February 22, 2017

Mario Reading: An Appreciation   

 

I began working with Mario Reading in 2006 in a manner that can only be described as serendipitous. Luck and good timing are crucial in our business and in this case I was very much the beneficiary of both. Attending a summer picnic with other publishing types, I was introduced to Duncan Proudfoot who was working at Constable & Robinson.  I told him that I was just starting out as an agent and looking to build my list and we had a very pleasant chat, the type you have at summer picnics on a lazy July evening.

Two weeks later I received a letter from Mario Reading. At the time he was published by Constable & Robinson, and was looking for new representation after the retirement of Anthea Morton-Saner, his agent of many years. Duncan remembered our chat at the picnic and suggested Mario drop me a line. I think I had two other clients at the time and I was incredibly flattered by Mario’s approach. While most of his work to that point had been bestselling interpretations of Nostradamus’ prophecies, he was keen to write more fiction. He sent through a manuscript he was working on called AFTER BARBAROSSA, a fantastic love story cum thriller set in France during World War II. I could tell right away that he was a natural storyteller.

We met over a coffee and hit it off right away.  Mario was genuinely larger than life, with a booming voice and enormous charisma. You soon realised that his storytelling abilities weren’t confined to the page. He had lived quite simply an extraordinary life, which included selling rare books, studying dressage in Vienna, running a polo stable in Gloucestershire and maintaining a coffee plantation in Mexico. And he also had cancer, diagnosed as terminal in his mid-30’s. I met him in his mid-50’s and he looked as strong as an ox, something he put down to his love of outdoor pursuits and of course the care and love of his wife Claudia who would also become a good friend. Over the years I would stay with them in the idyllic Wiltshire countryside and even had a wonderful holiday in Majorca at Mario’s generous invitation.

We officially began working together the day after our meeting. I submitted AFTER BARBAROSSA, waited for the offers to roll in….and had no takers. Rave rejections but no offers. Bloodied but unbowed, Mario and I met up again to discuss strategy. I remember him saying, “Well, there is this other novel I have in mind. Nostradamus wrote 1,000 quatrains. 942 exist today. What happened to the remaining 58?”. This was at peak Mystery with History a la Dan Brown, so my eyes lit up.
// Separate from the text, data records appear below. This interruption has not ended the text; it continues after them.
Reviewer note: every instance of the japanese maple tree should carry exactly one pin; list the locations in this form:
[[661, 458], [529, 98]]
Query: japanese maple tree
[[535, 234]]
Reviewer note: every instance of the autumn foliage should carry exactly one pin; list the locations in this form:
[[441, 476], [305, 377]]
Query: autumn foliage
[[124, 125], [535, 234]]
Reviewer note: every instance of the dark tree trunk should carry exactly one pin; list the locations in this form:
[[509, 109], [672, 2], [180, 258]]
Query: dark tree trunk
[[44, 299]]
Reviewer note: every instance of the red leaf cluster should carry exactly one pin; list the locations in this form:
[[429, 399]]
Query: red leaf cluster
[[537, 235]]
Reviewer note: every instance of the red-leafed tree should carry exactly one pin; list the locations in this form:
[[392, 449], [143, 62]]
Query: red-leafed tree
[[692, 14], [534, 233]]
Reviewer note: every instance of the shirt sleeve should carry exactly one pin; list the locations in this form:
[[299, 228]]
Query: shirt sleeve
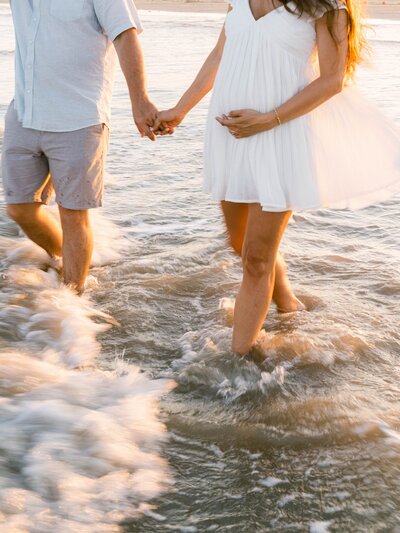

I ran back to the office to tell everyone about the idea. It just seemed like a winner with a pitch virtually gift-wrapped for an agent.

He wrote the first utterly gripping 100 pages of THE NOSTRADAMUS PROPHECIES and I submitted that partial manuscript both in the UK, US and abroad. And again, no takers in the UK. We did however have pre-empts in Germany, Spain, and a number of other translation markets. In fact before we had the UK deal I think we had 11 overseas deals, something which bemused rather than frustrated Mario. I submitted the finished manuscript 6 months later and after 42 – yes, 42 –  submissions in the UK and a year and a half after I first submitted that partial manuscript, Ravi Mirchandani at Atlantic called to make an offer. And after that the rights sales which had been trickling in nicely, started flooding in. We ended up with 37 publishers and Atlantic put a huge amount of effort into their publication, hitting the bestseller list both here and abroad. We took the scenic route but the journey feels all the sweeter when you’re in good company.

THE NOSTRADAMUS PROPHECIES was in many ways the forerunner of Atlantic’s Corvus imprint and over the next 8 years Mario wrote five more novels for them. He loved coming into town to meet with his publisher Sara O’Keefe and would always incorporate trips to his foreign publishers on his many trips abroad.

My professional relationship with Mario taught me early on the values of patience and persistence as an agent. He was a dream author, always creative, inventive, and good humoured whether we were enjoying feast or famine. Perhaps the struggles he faced with his health helped him maintain a healthy sense of perspective. Ultimately, he knew that his contest with cancer would only have one winner as shown in this characteristically eloquent piece from The Spectator: I’m an old hand at cancer. I’ve had it nearly half my life.  

After two difficult years during which his health declined and his muse was elusive –  due to the huge amount of medication he was taking – Mario lost his battle with cancer. He died on January 29th.

As a friend, I will remember him as a gentleman, big hearted and generous, the model of stoicism. I’ll miss his company, and of course his stories, enormously.